Intuitive meaning of immersion and submersion
First of all, note that if $f : M \to N$ is a submersion, then $\dim M \geq \dim N$, and if $f$ is an immersion, $\dim M \leq \dim N$.
The Rank Theorem may provide some insight into these concepts. The following statement of the theorem is taken from Lee's Introduction to Smooth Manifolds (second edition); see Theorem $4.12$.

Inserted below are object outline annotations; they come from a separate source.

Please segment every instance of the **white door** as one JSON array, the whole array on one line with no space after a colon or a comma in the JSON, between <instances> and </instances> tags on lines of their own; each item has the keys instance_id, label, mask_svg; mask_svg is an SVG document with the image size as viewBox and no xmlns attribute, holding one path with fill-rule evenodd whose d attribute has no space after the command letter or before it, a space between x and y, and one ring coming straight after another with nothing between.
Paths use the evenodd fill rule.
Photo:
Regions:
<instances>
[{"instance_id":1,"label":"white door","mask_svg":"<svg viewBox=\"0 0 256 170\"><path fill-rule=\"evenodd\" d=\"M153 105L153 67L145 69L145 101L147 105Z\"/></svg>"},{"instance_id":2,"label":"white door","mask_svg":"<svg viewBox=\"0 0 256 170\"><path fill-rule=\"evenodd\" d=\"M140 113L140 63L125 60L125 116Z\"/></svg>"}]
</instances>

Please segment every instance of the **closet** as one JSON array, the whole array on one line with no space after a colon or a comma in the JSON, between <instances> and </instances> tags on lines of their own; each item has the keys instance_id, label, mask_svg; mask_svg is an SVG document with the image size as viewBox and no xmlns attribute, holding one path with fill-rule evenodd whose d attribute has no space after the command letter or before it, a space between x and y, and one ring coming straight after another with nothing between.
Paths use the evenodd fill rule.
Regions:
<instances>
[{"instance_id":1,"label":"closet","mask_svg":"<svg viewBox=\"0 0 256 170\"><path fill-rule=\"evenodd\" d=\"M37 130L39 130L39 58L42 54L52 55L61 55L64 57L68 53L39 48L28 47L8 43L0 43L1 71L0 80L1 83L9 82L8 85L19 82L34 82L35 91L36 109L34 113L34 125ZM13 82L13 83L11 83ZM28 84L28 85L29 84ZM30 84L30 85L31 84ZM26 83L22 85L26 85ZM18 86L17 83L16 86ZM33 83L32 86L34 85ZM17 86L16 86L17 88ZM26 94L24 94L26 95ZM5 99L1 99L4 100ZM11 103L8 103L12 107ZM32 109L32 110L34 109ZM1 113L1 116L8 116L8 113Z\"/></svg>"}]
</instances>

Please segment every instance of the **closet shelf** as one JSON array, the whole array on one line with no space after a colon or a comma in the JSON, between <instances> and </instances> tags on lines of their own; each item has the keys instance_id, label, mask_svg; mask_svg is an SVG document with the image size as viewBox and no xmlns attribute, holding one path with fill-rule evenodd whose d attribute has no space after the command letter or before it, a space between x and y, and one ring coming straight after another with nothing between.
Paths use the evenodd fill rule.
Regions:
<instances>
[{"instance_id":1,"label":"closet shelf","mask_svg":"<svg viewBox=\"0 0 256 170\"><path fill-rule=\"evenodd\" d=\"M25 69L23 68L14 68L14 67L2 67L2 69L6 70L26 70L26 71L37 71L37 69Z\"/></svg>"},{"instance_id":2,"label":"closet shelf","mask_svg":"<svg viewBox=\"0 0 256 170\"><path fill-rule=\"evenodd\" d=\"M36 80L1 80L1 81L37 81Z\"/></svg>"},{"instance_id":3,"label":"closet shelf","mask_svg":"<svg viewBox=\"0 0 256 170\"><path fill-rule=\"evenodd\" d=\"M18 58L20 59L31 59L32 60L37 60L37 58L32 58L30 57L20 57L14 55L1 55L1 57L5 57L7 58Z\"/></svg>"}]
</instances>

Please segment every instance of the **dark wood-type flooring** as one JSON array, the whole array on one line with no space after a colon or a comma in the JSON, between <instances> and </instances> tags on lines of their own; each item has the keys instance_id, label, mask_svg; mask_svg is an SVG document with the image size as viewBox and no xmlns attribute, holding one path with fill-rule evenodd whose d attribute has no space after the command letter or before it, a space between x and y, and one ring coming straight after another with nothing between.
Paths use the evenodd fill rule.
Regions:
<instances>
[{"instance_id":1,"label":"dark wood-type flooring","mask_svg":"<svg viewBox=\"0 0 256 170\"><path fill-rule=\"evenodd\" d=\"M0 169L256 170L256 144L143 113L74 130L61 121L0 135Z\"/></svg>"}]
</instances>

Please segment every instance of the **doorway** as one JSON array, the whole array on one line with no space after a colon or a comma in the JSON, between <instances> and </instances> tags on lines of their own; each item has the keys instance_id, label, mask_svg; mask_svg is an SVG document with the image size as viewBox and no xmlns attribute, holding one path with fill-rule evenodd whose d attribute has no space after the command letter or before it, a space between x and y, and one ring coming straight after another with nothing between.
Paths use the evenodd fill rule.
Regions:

Suppose $M$ and $N$ are smooth manifolds of dimensions $m$ and $n$, respectively, and $F : M \to N$ is a smooth map with constant rank $r$. For each $p \in M$ there exist smooth charts $(U, \varphi)$ for $M$ centered at $p$ and $(V, \psi)$ for $N$ centered at $F(p)$ such that $F(U) \subseteq V$, in which $F$ has a coordinate representation of the form $$\hat{F}(x^1, \dots, x^r, x^{r+1}, \dots, x^m) = (x^1, \dots, x^r, 0, \dots, 0).$$ In particular, if $F$ is a smooth submersion, this becomes $$\hat{F}(x^1, \dots, x^n, x^{n+1}, \dots, x^m) = (x^1, \dots, x^n),$$ and if $F$ is a smooth immersion, it is $$\hat{F}(x^1, \dots, x^m) = (x^1, \dots, x^m, 0, \dots, 0).$$
So a submersion locally looks like a projection $\mathbb{R}^n\times\mathbb{R}^{m-n} \to \mathbb{R}^n$, while an immersion locally looks like an inclusion $\mathbb{R}^m \to \mathbb{R}^m\times\mathbb{R}^{n-m}$.